What do cooling plates do?
Cooling plates have one primary job: heat dissipation.
When you push high electrical currents through a system, you generate a massive amount of thermal energy. If you do not remove that heat quickly, your components will overheat, degrade, or catastrophically fail.
Cooling plates act as a thermal bridge. They provide a highly conductive path for the heat to escape.
By constantly circulating fresh, cool liquid through the system, these plates can maintain a stable, uniform temperature across a large surface area. This is incredibly important for sensitive applications where even a slight temperature variance can cause performance drops.
What is the purpose of the cooling plate for the battery pack?
When we talk specifically about electric vehicles (EVs) or heavy-duty energy storage systems, the cooling plate becomes a critical safety and performance component.
During fast charging or heavy discharging, lithium-ion batteries generate an intense amount of heat 5. The optimal operating temperature for these batteries is a very narrow window between 25°C and 40°C.
If the battery gets too hot, its cycle life plummets. In worst-case scenarios, it can trigger thermal runaway, which leads to fires or explosions .

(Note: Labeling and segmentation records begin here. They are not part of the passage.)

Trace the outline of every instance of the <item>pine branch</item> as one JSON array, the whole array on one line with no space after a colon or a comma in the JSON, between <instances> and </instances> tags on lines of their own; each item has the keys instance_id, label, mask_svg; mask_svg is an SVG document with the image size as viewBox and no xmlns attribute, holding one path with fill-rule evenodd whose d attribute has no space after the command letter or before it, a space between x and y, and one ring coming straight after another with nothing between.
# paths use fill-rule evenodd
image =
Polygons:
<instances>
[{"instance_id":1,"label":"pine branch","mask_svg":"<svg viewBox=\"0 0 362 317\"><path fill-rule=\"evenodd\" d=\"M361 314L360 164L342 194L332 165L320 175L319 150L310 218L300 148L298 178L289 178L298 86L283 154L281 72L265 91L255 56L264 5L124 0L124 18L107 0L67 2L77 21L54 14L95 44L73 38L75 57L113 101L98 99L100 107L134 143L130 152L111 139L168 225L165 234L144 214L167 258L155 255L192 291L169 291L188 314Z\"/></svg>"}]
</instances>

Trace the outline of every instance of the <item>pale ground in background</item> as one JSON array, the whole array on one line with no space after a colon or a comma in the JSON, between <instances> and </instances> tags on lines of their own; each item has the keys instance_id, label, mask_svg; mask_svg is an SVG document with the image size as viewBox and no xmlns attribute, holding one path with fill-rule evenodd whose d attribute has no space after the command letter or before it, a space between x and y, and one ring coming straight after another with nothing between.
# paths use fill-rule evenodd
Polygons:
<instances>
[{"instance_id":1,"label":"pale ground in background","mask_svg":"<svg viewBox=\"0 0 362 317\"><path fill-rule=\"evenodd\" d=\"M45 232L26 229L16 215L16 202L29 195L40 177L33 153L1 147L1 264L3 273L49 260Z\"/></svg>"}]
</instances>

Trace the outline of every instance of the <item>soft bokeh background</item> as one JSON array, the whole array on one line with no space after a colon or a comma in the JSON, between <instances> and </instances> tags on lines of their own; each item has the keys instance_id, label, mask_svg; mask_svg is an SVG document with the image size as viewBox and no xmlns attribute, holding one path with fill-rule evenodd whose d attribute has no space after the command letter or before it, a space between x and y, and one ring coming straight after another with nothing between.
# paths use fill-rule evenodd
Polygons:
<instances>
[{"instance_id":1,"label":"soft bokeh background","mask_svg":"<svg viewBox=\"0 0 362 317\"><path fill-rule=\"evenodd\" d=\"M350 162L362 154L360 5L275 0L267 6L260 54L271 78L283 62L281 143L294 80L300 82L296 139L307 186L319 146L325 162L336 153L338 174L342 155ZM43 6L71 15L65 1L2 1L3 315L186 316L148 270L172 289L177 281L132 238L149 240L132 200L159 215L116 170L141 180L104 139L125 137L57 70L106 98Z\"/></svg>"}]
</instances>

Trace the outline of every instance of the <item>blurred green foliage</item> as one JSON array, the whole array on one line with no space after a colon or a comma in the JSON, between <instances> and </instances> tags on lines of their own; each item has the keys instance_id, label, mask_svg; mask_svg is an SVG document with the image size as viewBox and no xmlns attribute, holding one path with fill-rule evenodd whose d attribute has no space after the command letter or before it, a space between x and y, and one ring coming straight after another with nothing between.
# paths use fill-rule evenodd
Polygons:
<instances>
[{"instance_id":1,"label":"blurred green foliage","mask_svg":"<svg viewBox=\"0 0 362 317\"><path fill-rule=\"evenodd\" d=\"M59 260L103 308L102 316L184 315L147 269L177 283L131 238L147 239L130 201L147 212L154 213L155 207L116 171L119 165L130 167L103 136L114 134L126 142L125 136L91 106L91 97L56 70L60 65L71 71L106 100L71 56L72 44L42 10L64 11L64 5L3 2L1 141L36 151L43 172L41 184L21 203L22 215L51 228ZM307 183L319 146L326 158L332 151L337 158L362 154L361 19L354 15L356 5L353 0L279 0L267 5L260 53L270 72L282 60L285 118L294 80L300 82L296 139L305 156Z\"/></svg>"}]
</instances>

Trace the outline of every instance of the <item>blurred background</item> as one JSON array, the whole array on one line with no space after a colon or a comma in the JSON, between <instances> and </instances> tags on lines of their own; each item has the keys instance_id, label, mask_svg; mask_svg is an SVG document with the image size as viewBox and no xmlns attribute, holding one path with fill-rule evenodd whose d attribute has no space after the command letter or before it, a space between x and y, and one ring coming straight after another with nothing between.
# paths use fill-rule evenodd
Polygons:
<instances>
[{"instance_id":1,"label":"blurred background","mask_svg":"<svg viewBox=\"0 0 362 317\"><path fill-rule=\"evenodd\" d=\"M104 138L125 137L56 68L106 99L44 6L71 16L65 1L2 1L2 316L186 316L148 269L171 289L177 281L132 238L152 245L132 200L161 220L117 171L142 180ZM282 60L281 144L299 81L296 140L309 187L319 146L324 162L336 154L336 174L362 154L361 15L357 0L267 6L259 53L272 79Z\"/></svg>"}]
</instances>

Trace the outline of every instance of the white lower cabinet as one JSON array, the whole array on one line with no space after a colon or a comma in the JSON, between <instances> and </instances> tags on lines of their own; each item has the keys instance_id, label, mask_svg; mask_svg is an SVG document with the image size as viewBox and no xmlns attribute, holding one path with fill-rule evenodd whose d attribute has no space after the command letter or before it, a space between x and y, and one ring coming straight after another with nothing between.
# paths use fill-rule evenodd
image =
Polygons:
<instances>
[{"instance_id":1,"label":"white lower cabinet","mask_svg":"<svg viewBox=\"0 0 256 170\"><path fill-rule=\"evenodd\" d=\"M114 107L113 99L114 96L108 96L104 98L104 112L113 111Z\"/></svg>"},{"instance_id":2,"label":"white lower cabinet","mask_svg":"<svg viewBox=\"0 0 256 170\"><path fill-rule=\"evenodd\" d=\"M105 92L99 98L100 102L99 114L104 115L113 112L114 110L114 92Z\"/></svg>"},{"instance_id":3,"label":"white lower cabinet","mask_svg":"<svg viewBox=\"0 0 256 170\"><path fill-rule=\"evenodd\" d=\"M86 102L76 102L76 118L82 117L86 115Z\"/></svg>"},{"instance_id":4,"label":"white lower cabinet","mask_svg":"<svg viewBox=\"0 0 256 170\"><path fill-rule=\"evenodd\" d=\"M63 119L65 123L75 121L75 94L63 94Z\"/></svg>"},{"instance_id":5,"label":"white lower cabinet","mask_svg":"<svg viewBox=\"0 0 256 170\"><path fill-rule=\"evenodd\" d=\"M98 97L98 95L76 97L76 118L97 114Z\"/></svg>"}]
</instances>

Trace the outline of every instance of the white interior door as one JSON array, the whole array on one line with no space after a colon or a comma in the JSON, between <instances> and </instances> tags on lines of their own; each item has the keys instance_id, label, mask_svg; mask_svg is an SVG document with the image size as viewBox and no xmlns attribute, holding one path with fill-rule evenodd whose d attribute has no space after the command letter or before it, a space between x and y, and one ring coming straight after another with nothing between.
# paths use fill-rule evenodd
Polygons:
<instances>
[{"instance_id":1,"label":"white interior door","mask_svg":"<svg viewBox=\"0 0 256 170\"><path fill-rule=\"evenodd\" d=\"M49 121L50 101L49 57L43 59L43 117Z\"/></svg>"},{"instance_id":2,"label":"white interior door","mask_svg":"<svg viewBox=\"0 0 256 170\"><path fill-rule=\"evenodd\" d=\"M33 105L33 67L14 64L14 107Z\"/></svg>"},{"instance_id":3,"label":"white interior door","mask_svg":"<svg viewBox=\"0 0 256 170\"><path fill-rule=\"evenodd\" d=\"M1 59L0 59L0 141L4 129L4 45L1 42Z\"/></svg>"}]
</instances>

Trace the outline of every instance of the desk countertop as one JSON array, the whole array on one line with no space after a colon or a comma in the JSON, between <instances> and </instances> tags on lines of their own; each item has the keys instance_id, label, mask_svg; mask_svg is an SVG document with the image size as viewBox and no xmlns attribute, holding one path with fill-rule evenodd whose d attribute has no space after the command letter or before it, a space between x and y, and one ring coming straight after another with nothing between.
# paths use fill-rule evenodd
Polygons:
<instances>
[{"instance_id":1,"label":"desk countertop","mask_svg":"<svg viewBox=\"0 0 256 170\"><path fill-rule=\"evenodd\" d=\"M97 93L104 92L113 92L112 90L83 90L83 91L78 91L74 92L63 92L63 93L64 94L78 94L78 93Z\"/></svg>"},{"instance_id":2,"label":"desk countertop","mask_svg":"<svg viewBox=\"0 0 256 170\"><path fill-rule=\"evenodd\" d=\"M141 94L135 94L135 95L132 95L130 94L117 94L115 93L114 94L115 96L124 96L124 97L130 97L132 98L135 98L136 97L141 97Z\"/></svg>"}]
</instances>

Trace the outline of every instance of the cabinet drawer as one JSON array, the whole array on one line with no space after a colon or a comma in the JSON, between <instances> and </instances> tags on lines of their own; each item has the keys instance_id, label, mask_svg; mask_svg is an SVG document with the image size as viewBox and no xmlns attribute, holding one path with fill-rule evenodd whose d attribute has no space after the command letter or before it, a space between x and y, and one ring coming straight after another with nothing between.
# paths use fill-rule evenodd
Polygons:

If the battery gets too cold, it loses efficiency, and your EV might lose 20% to 30% of its driving range.
This is where the liquid cooling plate steps in. Liquid cooling can achieve a heat dissipation density of 5 to 10 W/cm², which is roughly 5 to 10 times more effective than traditional air cooling.

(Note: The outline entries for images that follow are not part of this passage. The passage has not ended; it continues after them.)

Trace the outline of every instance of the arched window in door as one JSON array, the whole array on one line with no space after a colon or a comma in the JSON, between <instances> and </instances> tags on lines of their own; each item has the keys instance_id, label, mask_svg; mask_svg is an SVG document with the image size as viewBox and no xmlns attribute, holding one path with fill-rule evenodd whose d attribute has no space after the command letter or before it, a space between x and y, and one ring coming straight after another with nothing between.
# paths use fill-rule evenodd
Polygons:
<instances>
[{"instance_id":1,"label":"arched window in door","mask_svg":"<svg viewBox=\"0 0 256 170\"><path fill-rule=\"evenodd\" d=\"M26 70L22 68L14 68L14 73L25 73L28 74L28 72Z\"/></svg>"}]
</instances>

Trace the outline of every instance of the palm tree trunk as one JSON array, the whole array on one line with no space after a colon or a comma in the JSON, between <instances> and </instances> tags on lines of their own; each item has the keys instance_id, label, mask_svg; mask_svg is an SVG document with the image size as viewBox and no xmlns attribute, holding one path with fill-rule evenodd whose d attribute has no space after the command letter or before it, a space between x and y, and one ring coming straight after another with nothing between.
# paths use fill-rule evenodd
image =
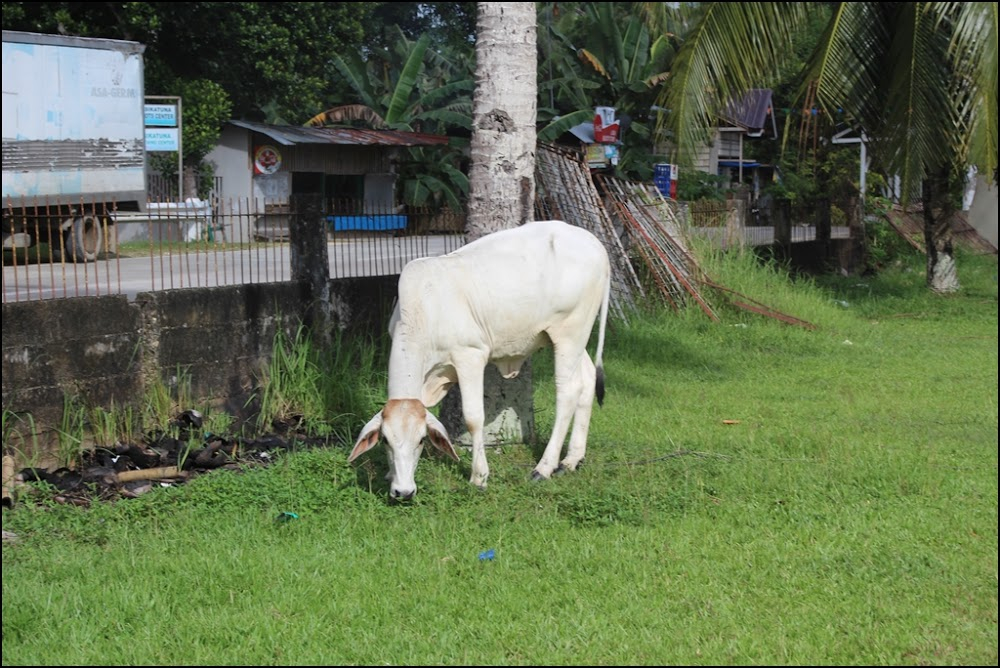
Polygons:
<instances>
[{"instance_id":1,"label":"palm tree trunk","mask_svg":"<svg viewBox=\"0 0 1000 668\"><path fill-rule=\"evenodd\" d=\"M535 200L535 3L480 2L478 10L470 241L532 220Z\"/></svg>"},{"instance_id":2,"label":"palm tree trunk","mask_svg":"<svg viewBox=\"0 0 1000 668\"><path fill-rule=\"evenodd\" d=\"M476 89L472 100L469 210L466 238L517 227L534 219L537 117L534 2L480 2L476 20ZM483 408L486 442L534 440L531 360L504 379L487 365ZM441 404L441 420L468 442L456 386Z\"/></svg>"},{"instance_id":3,"label":"palm tree trunk","mask_svg":"<svg viewBox=\"0 0 1000 668\"><path fill-rule=\"evenodd\" d=\"M944 188L936 187L933 178L924 179L921 199L924 205L924 245L927 247L927 285L934 292L951 293L961 289L955 266L951 211L943 203Z\"/></svg>"}]
</instances>

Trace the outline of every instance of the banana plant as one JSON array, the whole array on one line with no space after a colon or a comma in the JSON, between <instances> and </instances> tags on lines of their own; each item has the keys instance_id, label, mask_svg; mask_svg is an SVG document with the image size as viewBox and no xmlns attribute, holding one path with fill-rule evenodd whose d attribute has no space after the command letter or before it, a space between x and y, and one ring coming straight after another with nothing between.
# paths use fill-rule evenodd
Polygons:
<instances>
[{"instance_id":1,"label":"banana plant","mask_svg":"<svg viewBox=\"0 0 1000 668\"><path fill-rule=\"evenodd\" d=\"M406 204L460 211L468 192L461 165L472 128L475 86L468 59L455 59L465 63L456 66L429 48L428 35L412 41L400 31L394 44L367 57L334 54L333 66L357 95L354 105L367 109L357 116L393 130L453 136L445 148L406 149L400 181Z\"/></svg>"}]
</instances>

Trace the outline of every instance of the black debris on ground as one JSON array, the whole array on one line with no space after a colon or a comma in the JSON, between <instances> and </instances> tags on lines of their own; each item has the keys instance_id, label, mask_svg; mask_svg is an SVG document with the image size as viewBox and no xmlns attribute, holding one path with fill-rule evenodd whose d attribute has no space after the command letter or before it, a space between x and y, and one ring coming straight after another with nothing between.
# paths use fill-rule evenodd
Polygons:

For modern high-voltage platforms like 800V fast-charging systems or ultra-high energy density packs, air cooling simply cannot keep up 5. A liquid cooling plate might be the only viable way to keep these advanced battery packs within their safe temperature limits.
How does a liquid cooling plate work?
The physics behind a liquid cooling plate are straightforward, but the engineering is highly complex.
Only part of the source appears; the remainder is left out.